“Why, there’s a glove on it!” he said in a deprecating way.
“I have been walking,” she observed.
“But, miss!”
“Well—it is hardly fair.” She pulled off the glove, and gave him her bare hand.
They stood together minute after minute, without further speech, each looking at the blackening scene, and each thinking his and her own thoughts.
“I think I won’t use it all up tonight,” said Charley devotedly, when six or eight minutes had been passed by him caressing her hand. “May I have the other few minutes another time?”
“As you like,” said she without the least emotion. “But it must be over in a week. Now, there is only one thing I want you to do: to wait while I put on the dress, and then to see if I do my part properly. But let me look first indoors.”
She vanished for a minute or two, and went in. Her grandfather was safely asleep in his chair. “Now, then,” she said, on returning, “walk down the garden a little way, and when I am ready I’ll call you.”
Charley walked and waited, and presently heard a soft whistle. He returned to the fuel-house door.
“Did you whistle, Miss Vye?”
“Yes; come in,” reached him in Eustacia’s voice from a back quarter. “I must not strike a light till the door is shut, or it may be seen shining. Push your hat into the hole through to the wash-house, if you can feel your way across.”

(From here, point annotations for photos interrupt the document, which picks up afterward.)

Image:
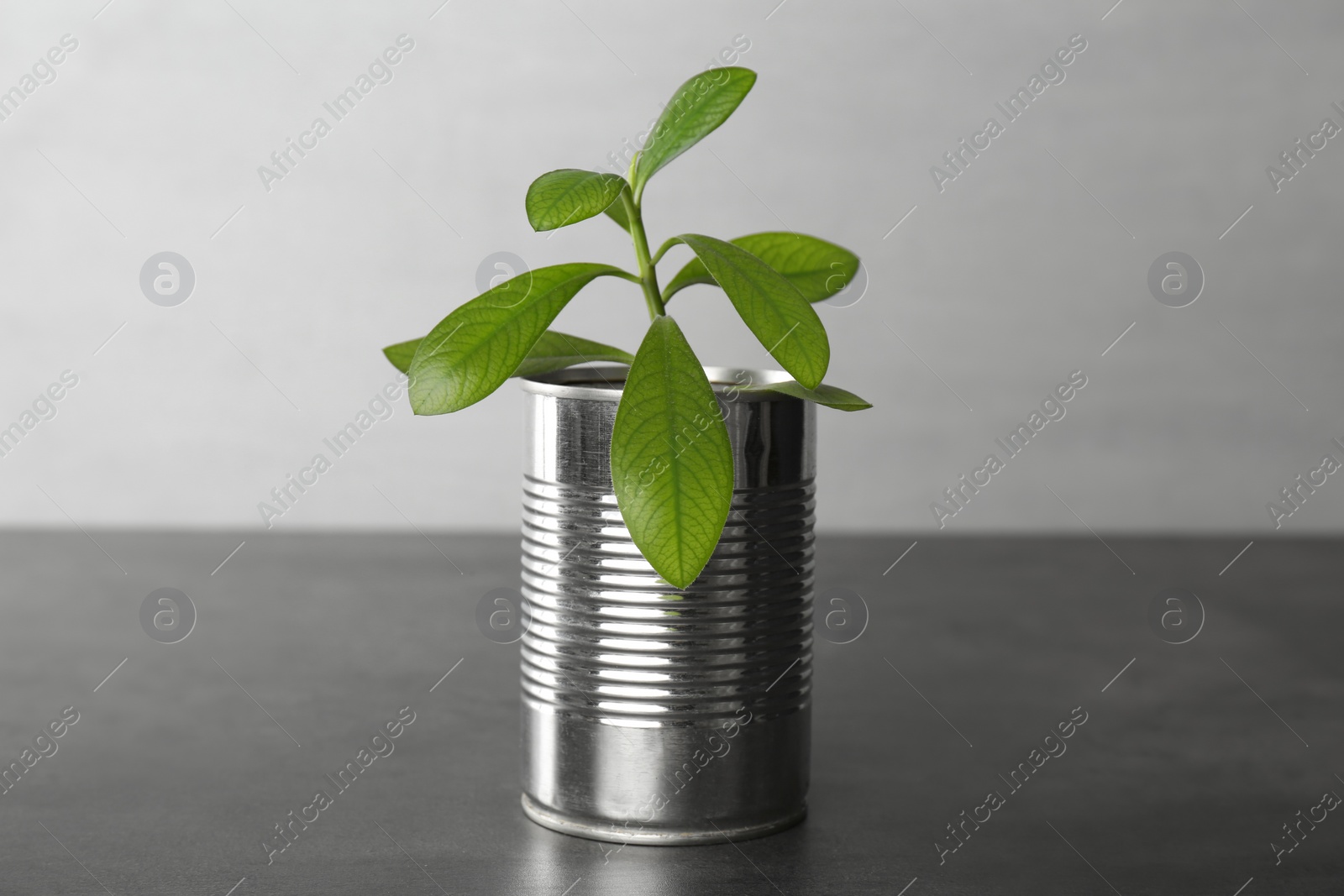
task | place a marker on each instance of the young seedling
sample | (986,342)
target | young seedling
(675,503)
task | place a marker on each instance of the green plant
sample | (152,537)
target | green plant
(674,496)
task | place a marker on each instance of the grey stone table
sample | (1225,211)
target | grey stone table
(1189,763)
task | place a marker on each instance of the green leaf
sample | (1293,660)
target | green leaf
(701,105)
(472,351)
(616,211)
(671,459)
(570,195)
(828,396)
(819,269)
(772,307)
(555,351)
(402,354)
(551,352)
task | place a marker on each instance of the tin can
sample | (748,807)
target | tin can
(655,715)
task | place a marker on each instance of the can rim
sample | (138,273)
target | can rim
(600,383)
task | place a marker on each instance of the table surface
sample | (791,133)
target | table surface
(183,761)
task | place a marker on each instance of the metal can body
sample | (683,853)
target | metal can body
(654,715)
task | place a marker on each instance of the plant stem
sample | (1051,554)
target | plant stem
(648,275)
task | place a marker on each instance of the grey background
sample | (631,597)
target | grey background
(1021,270)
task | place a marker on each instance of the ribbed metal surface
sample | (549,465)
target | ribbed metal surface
(624,674)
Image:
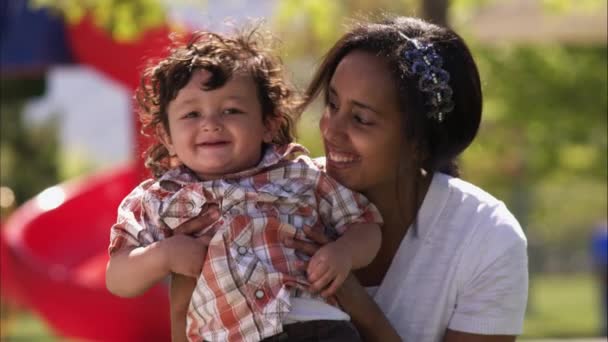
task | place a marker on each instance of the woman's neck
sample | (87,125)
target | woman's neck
(400,207)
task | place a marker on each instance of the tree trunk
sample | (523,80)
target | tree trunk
(435,11)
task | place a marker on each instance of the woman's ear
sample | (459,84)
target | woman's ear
(165,139)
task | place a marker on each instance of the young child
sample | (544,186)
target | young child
(223,118)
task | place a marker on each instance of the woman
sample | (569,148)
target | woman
(402,101)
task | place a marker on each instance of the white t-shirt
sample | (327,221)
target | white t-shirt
(464,267)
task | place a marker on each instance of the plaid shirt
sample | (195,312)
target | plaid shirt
(244,290)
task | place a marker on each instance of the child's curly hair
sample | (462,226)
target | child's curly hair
(223,56)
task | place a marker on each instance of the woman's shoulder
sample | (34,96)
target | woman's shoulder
(471,207)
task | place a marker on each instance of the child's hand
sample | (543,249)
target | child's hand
(328,268)
(185,255)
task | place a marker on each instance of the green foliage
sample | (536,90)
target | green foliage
(563,306)
(543,139)
(28,155)
(124,19)
(310,27)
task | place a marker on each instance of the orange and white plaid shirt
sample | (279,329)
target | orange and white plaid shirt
(248,277)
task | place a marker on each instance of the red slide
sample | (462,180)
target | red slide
(53,249)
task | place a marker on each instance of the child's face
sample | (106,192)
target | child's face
(219,131)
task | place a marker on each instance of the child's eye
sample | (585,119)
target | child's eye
(229,111)
(191,115)
(332,105)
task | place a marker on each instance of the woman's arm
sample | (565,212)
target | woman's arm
(364,312)
(181,293)
(132,271)
(354,299)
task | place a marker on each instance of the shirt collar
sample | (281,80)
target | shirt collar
(273,155)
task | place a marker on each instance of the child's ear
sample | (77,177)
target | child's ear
(165,139)
(272,127)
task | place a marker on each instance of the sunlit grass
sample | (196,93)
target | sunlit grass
(563,306)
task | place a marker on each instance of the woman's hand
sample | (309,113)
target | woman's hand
(185,254)
(209,215)
(307,247)
(186,249)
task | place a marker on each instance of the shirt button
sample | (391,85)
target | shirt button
(259,294)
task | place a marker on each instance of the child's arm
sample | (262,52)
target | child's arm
(181,293)
(132,271)
(331,264)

Charley did as commanded, and she struck the light, revealing herself to be changed in sex, brilliant in colours, and armed from top to toe. Perhaps she quailed a little under Charley’s vigorous gaze, but whether any shyness at her male attire appeared upon her countenance could not be seen by reason of the strips of ribbon which used to cover the face in mumming costumes, representing the barred visor of the mediaeval helmet.

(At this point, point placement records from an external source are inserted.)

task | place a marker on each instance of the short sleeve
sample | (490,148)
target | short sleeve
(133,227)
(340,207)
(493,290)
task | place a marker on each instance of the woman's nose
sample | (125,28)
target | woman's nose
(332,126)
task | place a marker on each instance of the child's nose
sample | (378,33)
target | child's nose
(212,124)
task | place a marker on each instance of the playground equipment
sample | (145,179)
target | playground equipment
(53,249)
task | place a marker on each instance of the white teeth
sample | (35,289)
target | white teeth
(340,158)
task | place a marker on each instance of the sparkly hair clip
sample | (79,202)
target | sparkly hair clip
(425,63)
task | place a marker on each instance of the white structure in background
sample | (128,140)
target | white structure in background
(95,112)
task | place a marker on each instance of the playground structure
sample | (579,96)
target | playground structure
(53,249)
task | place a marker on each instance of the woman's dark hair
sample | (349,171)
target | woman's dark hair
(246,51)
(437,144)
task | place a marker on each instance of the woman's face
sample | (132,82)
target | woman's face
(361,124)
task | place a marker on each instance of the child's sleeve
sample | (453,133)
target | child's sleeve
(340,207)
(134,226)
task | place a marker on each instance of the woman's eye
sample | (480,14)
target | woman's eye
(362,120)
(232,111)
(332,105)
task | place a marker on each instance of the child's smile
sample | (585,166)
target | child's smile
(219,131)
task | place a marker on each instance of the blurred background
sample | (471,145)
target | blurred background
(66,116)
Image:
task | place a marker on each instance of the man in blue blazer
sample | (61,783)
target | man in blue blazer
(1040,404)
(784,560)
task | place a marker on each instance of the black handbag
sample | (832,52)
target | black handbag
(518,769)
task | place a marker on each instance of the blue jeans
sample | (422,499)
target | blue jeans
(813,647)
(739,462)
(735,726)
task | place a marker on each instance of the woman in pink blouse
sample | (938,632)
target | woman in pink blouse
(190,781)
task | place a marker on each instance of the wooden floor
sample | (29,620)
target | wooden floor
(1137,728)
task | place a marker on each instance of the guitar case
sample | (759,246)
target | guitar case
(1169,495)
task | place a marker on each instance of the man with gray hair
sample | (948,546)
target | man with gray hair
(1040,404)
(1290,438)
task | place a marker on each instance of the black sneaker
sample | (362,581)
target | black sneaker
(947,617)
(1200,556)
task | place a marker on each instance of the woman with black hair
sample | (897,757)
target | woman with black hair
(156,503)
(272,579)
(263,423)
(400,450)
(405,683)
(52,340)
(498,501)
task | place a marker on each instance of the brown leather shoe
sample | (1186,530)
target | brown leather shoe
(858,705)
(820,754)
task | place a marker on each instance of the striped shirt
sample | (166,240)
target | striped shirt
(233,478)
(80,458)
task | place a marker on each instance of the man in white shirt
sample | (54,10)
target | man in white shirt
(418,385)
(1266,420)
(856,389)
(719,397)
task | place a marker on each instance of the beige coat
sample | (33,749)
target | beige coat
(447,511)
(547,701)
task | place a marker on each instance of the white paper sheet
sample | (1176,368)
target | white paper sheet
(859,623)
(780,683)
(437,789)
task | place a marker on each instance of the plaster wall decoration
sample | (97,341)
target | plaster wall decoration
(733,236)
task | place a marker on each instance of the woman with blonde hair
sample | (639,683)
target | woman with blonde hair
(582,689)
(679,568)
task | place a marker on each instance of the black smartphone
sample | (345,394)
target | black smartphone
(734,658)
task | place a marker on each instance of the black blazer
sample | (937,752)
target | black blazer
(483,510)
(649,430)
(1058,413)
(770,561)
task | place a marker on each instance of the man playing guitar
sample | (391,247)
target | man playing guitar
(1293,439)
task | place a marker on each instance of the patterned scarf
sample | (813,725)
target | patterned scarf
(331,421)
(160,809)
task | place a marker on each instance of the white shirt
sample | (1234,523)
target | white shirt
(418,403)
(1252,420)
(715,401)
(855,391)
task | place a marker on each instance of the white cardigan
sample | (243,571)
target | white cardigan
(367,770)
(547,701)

“It fits pretty well,” she said, looking down at the white overalls, “except that the tunic, or whatever you call it, is long in the sleeve. The bottom of the overalls I can turn up inside. Now pay attention.”

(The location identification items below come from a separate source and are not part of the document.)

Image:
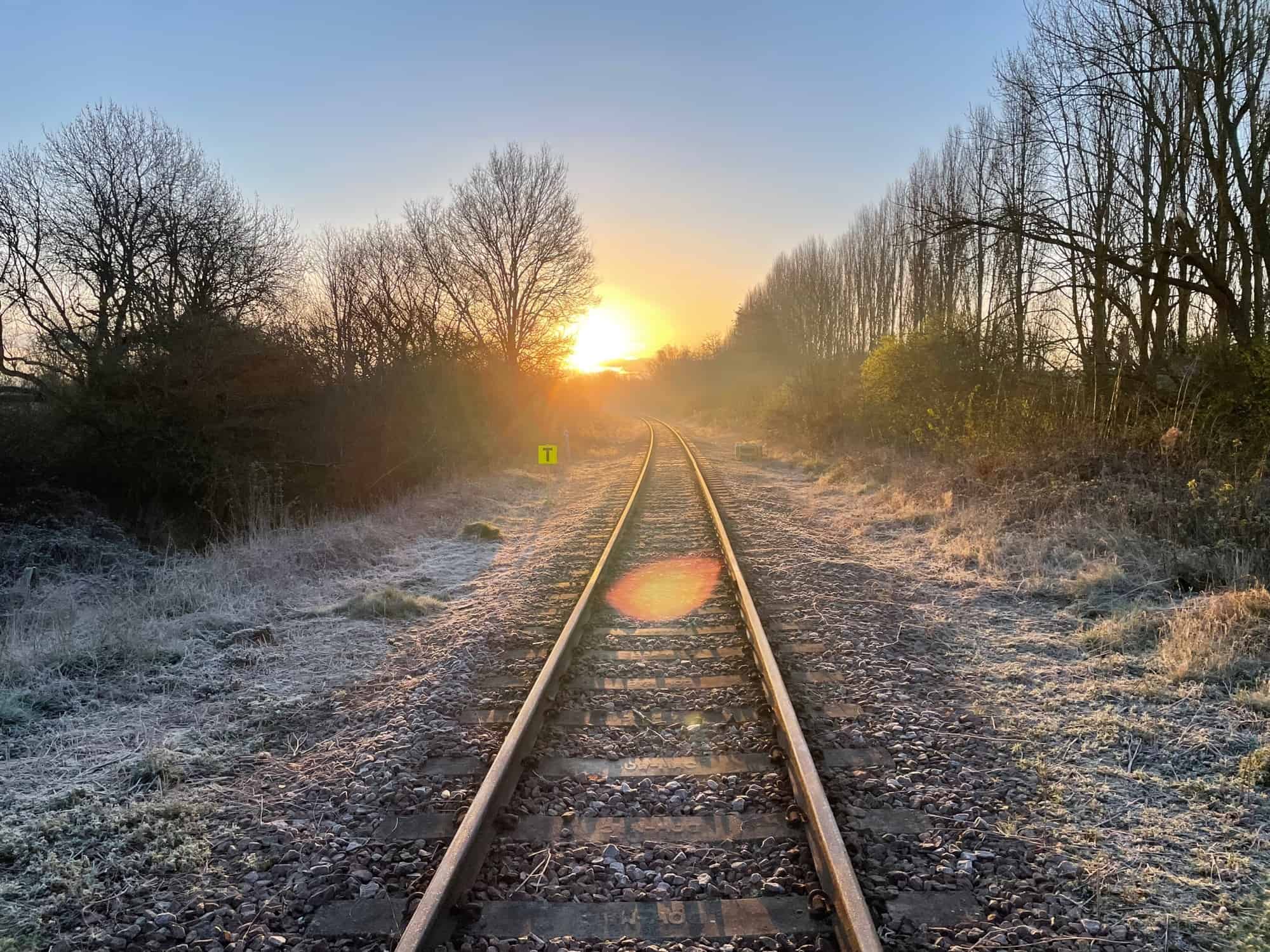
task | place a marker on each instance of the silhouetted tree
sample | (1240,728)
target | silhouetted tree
(116,234)
(512,257)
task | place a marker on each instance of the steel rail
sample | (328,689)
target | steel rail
(853,920)
(432,923)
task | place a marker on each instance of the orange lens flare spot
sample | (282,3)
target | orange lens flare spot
(664,591)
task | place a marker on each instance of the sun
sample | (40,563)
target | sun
(604,338)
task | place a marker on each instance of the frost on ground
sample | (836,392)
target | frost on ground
(192,799)
(1098,753)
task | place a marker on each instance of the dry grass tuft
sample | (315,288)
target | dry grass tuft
(1255,769)
(389,602)
(1219,637)
(1257,700)
(1098,578)
(1133,630)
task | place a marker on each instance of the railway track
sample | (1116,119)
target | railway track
(655,783)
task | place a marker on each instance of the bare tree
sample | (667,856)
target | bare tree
(512,257)
(117,233)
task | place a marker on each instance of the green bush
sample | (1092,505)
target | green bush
(920,390)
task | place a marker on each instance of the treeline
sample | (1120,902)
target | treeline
(1108,211)
(1075,281)
(1107,218)
(180,352)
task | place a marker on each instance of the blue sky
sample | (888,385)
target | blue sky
(703,139)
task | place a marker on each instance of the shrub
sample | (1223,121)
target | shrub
(1255,767)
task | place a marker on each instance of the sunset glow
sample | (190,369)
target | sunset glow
(605,340)
(666,590)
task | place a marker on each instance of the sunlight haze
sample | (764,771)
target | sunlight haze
(702,139)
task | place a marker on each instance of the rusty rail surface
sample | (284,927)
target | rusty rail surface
(853,921)
(431,923)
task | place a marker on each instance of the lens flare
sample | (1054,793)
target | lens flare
(666,590)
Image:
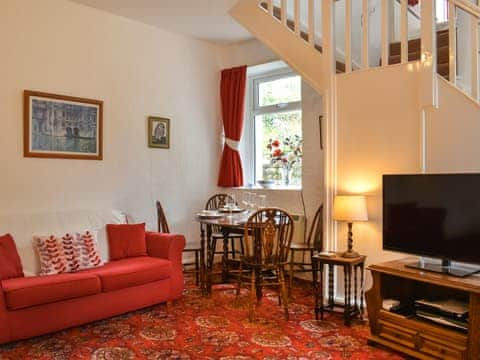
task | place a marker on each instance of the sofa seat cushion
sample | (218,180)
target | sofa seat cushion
(31,291)
(120,274)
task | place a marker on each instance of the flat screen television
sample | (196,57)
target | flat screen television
(435,216)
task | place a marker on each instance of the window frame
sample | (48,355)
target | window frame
(248,146)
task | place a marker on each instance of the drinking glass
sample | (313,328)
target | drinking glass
(261,201)
(253,201)
(246,199)
(230,203)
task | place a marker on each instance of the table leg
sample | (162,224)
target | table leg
(203,280)
(225,257)
(347,272)
(315,285)
(210,258)
(362,287)
(321,266)
(355,298)
(331,287)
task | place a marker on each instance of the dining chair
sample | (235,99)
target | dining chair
(313,242)
(215,202)
(268,234)
(164,228)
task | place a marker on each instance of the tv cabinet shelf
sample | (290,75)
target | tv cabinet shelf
(413,336)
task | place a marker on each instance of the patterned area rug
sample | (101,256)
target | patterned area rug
(208,328)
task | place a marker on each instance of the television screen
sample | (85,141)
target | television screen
(433,215)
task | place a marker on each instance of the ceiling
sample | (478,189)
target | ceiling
(204,19)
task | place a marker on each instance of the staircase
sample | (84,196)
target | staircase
(414,46)
(277,14)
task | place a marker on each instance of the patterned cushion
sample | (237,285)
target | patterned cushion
(70,253)
(89,254)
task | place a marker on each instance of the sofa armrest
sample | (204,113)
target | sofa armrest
(4,326)
(166,246)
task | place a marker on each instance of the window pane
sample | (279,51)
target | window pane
(278,147)
(279,91)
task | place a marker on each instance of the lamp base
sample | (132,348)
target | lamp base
(350,254)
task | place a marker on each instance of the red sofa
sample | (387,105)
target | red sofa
(32,306)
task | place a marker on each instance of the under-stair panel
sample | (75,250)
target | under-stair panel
(452,132)
(305,59)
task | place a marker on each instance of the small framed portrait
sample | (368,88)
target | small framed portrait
(158,132)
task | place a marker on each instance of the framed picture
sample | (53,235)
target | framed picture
(57,126)
(158,132)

Eustacia then proceeded in her delivery, striking the sword against the staff or lance at the minatory phrases, in the orthodox mumming manner, and strutting up and down. Charley seasoned his admiration with criticism of the gentlest kind, for the touch of Eustacia’s hand yet remained with him.
“And now for your excuse to the others,” she said. “Where do you meet before you go to Mrs. Yeobright’s?”
“We thought of meeting here, miss, if you have nothing to say against it. At eight o’clock, so as to get there by nine.”
“Yes. Well, you of course must not appear. I will march in about five minutes late, ready-dressed, and tell them that you can’t come. I have decided that the best plan will be for you to be sent somewhere by me, to make a real thing of the excuse. Our two heath-croppers are in the habit of straying into the meads, and tomorrow evening you can go and see if they are gone there. I’ll manage the rest. Now you may leave me.”